In summary, by using the multi-field coupling transient numerical method of hypersonic flow-heat transfer and structural response of the present invention, the problem of separation of thermal/mechanical load environment prediction and thermal protection structure performance analysis in traditional methods can be solved , so as to realize the multi-field coupling calculation of hypersonic non-equilibrium flow solver and structural thermal/mechanical fully coupled solver, which makes the prediction of aerothermal environment and structural thermal response of hypersonic vehicles more in line with physical reality; moreover, because In the present invention, complex effects such as real gas effects, coupled heat transfer, and structural thermomechanical full coupling are considered, thereby greatly improving the calculation accuracy of thermal/mechanical load environment and structural response prediction of hypersonic aircraft.

The above descriptions are only preferred embodiments of the present invention, and are not intended to limit the present invention.
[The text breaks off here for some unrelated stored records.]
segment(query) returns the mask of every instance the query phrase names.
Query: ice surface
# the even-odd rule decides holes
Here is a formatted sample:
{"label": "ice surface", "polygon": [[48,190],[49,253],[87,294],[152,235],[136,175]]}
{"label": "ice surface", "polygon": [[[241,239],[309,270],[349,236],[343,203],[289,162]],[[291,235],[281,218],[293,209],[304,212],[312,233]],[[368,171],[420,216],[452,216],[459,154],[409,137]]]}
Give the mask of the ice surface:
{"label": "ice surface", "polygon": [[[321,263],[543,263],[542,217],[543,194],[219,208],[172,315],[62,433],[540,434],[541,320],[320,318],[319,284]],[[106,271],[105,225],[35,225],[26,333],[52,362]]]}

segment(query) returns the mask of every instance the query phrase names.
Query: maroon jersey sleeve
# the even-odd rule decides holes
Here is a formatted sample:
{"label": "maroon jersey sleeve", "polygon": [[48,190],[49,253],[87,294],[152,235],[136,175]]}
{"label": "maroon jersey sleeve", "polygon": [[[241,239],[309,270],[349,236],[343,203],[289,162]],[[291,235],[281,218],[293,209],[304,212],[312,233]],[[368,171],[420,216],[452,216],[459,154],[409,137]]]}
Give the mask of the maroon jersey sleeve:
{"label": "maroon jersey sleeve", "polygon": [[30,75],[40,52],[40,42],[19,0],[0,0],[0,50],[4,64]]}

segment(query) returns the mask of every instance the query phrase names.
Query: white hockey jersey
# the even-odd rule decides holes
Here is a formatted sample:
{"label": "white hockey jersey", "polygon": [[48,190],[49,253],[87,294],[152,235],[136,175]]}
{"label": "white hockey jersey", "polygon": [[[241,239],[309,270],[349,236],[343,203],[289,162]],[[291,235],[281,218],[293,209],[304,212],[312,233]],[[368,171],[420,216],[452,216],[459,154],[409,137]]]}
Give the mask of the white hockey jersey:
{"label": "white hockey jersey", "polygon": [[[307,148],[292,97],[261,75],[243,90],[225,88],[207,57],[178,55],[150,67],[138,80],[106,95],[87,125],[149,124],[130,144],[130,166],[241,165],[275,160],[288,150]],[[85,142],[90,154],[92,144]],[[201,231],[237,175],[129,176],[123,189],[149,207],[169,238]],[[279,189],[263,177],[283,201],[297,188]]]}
Any modifications, equivalent replacements, improvements, etc. made within the spirit and principles of the present invention shall be included in the present invention. within the scope of protection.

Claims (6)

1. A kind of 1. method of the multi- scenarios method transient numerical of hypersonic flowing-heat transfer and structural response, it is characterised in that the party Method includes：

   A, pre-establish multiple physical field coupling model and current border condition is set；

   B, according to structure determination wall surface temperature and displacement boundary conditions, data exchange is carried out in fluid-solid coupled interface, is obtained The Current Temperatures and displacement boundary conditions of fluid mass；

   C, according to the Current Temperatures and displacement boundary conditions of fluid mass, default each conservation side is solved simultaneously in fluid mass The coupling solutions form of journey, after a time step Δ t is calculated, obtain current hot-fluid and pressure；

   D, according to current hot-fluid and pressure, data exchange is carried out in fluid-solid coupled interface, obtains the border of solid area Condition；

   E, according to the boundary condition of the solid area, solved, calculated by the method for heating power unity couping in solid area After one time step Δ t, wall surface temperature T is obtained_wWith displacement structure u_s；

   F, judge whether to meet default stop condition, if it is, stopping whole flow process；Otherwise, return and perform step B.
2. 2. according to the method for claim 1, it is characterised in that the setting current border condition includes：

   Wall surface temperature and displacement boundary conditions are determined by structure primary condition, hypersonic steady-flow calculating is carried out, asks simultaneously The coupling solutions form of default each conservation equation is solved, obtains initial hot-fluid and initial pressure；

   Using the initial hot-fluid and initial pressure as current border condition.
3. 3. according to the method for claim 1, it is characterised in that

   The data exchange includes：Association and interpolation.
4. 4. according to the method for claim 3, it is characterised in that when carrying out data exchange：

   Calculated for displacement and temperature using nearest-neighbors searching method；

   Conservation interpolation method is then used for pressure and heat flux load.
5. 5. according to the method for claim 1, it is characterised in that the stop condition is：

   Current calculating cycle is last calculating cycle.
6. 6. according to the method for claim 2, it is characterised in that each conservation equation includes：

   Continuous conservation equation, momentum conservation equation, energy conservation equation and component conservation equation.